Ancienneté, salaire et différence de traitement

Un salarié peut-il être moins payé que l’un de ses collègues, effectuant les mêmes tâches, au motif qu’il a moins d’ancienneté ? 

C’est à cette question qu’a répondu, une nouvelle fois, la Cour de cassation dans un arrêt rendu le 6 novembre 2024, dans la veine de la jurisprudence qu’elle avait déjà pu poser.

 

  1. L’interdiction des discriminations en vertu du principe « A travail égal, salaire égal »

Par principe, le droit interne applique un principe d’égalité de traitement, en vertu duquel un employeur doit traiter de manière identique tous ses salariés, dès lors qu’ils sont placés dans des conditions de travail équivalentes et dans ses situations comparables. C’est l’application de la règle « A travail égal, salaire égal », énoncée par la Cour de cassationSelon le Code du travail, sont considérés comme ayant une valeur égale, les travaux qui exigent des salariés un ensemble comparable de connaissances professionnelles consacrées par un titre, un diplôme ou une pratique professionnelle, de capacités découlant de l’expérience acquise, de responsabilités et de charge physique ou nerveuse.

Cette règle vise ainsi à supprimer les discriminations salariales entre les salariés, en ne concernant pas uniquement l’égalité salariale entre les hommes et les femmes, mais toutes les inégalités salariales au même poste.

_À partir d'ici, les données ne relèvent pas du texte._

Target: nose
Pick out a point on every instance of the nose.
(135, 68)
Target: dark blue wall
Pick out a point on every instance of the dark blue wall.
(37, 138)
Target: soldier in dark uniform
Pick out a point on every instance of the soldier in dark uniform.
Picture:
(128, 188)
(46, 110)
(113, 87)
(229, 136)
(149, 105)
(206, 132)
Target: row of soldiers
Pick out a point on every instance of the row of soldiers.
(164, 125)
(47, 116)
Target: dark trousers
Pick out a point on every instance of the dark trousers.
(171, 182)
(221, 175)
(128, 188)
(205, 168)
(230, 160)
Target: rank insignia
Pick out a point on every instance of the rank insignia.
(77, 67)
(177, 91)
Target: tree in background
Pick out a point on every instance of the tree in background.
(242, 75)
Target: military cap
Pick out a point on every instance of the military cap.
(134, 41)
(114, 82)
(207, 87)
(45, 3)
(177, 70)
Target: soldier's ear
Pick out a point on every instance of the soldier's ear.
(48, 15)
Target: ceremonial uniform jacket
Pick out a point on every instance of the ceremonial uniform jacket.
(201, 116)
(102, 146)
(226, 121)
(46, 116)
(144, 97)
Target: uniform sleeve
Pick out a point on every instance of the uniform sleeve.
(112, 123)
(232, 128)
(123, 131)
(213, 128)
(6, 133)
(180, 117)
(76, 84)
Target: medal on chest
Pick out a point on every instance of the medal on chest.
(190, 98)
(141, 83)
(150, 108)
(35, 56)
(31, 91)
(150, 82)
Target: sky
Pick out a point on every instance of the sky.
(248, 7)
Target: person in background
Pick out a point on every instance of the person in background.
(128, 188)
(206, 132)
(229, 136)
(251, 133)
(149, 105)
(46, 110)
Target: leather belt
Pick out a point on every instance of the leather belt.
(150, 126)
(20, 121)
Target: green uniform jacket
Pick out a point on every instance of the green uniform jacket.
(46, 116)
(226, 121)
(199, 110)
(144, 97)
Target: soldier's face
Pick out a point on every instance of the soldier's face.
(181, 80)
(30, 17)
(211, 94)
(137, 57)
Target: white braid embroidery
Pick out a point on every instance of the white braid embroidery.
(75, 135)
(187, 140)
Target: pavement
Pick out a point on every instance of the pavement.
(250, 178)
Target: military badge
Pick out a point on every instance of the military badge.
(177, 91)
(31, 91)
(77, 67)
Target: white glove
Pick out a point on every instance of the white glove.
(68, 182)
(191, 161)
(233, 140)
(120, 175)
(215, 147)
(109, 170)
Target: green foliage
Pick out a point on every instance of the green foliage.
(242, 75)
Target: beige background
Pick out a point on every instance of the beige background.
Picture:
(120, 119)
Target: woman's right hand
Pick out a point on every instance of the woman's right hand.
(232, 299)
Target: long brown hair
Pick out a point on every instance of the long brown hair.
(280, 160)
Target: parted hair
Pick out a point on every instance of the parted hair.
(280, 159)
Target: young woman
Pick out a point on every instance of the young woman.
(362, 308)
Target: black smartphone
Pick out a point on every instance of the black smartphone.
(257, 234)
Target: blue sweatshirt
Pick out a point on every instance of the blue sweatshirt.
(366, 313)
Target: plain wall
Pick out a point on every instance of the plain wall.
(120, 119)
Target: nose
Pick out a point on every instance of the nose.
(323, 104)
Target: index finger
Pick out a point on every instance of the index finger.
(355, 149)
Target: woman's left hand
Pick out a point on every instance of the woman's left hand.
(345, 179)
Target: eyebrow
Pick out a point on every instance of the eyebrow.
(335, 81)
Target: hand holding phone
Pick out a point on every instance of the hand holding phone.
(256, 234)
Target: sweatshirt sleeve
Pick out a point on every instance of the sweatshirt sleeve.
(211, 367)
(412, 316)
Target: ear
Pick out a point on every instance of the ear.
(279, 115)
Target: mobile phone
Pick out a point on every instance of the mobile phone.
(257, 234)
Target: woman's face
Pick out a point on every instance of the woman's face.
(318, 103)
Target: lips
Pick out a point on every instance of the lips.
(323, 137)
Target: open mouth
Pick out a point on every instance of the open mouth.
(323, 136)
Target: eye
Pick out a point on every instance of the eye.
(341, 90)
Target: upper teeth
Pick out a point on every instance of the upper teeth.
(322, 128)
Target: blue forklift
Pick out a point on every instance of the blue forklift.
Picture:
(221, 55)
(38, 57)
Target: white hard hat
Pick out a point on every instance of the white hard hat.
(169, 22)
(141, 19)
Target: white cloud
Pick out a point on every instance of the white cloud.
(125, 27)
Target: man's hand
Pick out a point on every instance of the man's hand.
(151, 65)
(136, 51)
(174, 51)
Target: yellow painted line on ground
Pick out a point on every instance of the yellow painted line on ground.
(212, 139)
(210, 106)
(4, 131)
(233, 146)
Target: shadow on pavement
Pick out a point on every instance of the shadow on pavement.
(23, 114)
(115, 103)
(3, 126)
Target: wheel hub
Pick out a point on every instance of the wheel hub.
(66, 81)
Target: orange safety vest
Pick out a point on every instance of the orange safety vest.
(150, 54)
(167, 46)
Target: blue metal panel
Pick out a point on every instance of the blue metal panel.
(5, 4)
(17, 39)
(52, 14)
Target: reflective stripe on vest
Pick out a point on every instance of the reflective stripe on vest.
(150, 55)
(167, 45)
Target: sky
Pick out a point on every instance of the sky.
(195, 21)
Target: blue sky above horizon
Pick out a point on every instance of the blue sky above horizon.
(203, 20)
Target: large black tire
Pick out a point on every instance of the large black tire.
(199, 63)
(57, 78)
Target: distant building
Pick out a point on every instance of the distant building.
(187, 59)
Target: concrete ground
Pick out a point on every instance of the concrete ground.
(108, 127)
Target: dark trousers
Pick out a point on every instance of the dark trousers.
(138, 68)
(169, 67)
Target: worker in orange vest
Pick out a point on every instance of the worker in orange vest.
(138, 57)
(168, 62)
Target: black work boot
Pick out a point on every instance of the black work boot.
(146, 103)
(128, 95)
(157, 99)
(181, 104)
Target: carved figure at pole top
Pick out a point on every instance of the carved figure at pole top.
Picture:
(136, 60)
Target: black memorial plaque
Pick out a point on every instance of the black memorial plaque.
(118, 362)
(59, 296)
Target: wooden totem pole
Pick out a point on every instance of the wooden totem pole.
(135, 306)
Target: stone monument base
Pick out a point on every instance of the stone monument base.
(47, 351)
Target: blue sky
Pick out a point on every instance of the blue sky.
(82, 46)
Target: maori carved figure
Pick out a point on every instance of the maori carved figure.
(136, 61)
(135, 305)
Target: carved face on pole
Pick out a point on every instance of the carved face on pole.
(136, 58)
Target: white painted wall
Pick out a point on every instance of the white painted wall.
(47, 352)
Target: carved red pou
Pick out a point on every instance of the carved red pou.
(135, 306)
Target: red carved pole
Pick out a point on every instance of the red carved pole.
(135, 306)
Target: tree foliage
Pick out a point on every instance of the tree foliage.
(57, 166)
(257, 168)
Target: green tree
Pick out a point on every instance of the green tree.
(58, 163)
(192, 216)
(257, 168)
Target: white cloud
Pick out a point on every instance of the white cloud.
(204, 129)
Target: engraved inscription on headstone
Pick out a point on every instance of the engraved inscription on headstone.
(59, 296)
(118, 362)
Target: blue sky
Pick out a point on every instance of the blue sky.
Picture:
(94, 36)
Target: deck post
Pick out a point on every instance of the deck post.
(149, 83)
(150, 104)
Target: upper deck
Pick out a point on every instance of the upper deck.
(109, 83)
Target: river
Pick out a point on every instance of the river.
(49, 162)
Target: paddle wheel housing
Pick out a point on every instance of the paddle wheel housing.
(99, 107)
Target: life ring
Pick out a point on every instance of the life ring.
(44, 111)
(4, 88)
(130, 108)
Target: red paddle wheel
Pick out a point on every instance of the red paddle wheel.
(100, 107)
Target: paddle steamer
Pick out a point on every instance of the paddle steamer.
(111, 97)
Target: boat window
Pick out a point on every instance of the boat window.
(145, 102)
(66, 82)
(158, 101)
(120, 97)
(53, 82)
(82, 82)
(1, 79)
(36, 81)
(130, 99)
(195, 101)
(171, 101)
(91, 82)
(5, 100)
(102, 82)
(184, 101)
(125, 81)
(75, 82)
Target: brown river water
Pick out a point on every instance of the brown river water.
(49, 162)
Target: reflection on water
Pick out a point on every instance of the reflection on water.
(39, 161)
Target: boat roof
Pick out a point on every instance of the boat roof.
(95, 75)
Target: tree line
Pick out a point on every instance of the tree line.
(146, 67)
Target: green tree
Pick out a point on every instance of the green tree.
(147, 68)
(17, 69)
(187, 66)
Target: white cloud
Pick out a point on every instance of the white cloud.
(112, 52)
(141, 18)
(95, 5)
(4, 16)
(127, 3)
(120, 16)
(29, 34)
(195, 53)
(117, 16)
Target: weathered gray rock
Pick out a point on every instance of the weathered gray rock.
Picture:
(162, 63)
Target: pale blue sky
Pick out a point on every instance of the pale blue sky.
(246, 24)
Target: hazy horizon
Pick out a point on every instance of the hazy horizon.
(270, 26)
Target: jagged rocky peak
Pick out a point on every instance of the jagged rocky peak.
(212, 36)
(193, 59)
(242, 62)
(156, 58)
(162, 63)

Ce principe s’applique en effet à tous les aspects de la relation contractuelle, qu’il s’agisse des rémunérations, des primes, des promotions ou tout autre avantage(s) professionnel(s).

 

Toutefois, égalité de traitement ne signifie pas nécessairement égalité des salaires, puisque dans certains cas, des critères peuvent justifier des écarts de rémunération.

 

      2. Les souplesses admises dans les différences de traitement

Le principe du« à travail égal, salaire égal » n’interdit  pas toute différence de rémunération entre des salariés occupant un même emploi, mais impose toutefois que ces différences soient justifiées par des éléments objectifs. Selon une formulation devenue constante, « la différence de traitement entre des salariés placés dans la même situation doit reposer sur des raisons objectives dont le juge doit contrôler concrètement la réalité et la pertinence ».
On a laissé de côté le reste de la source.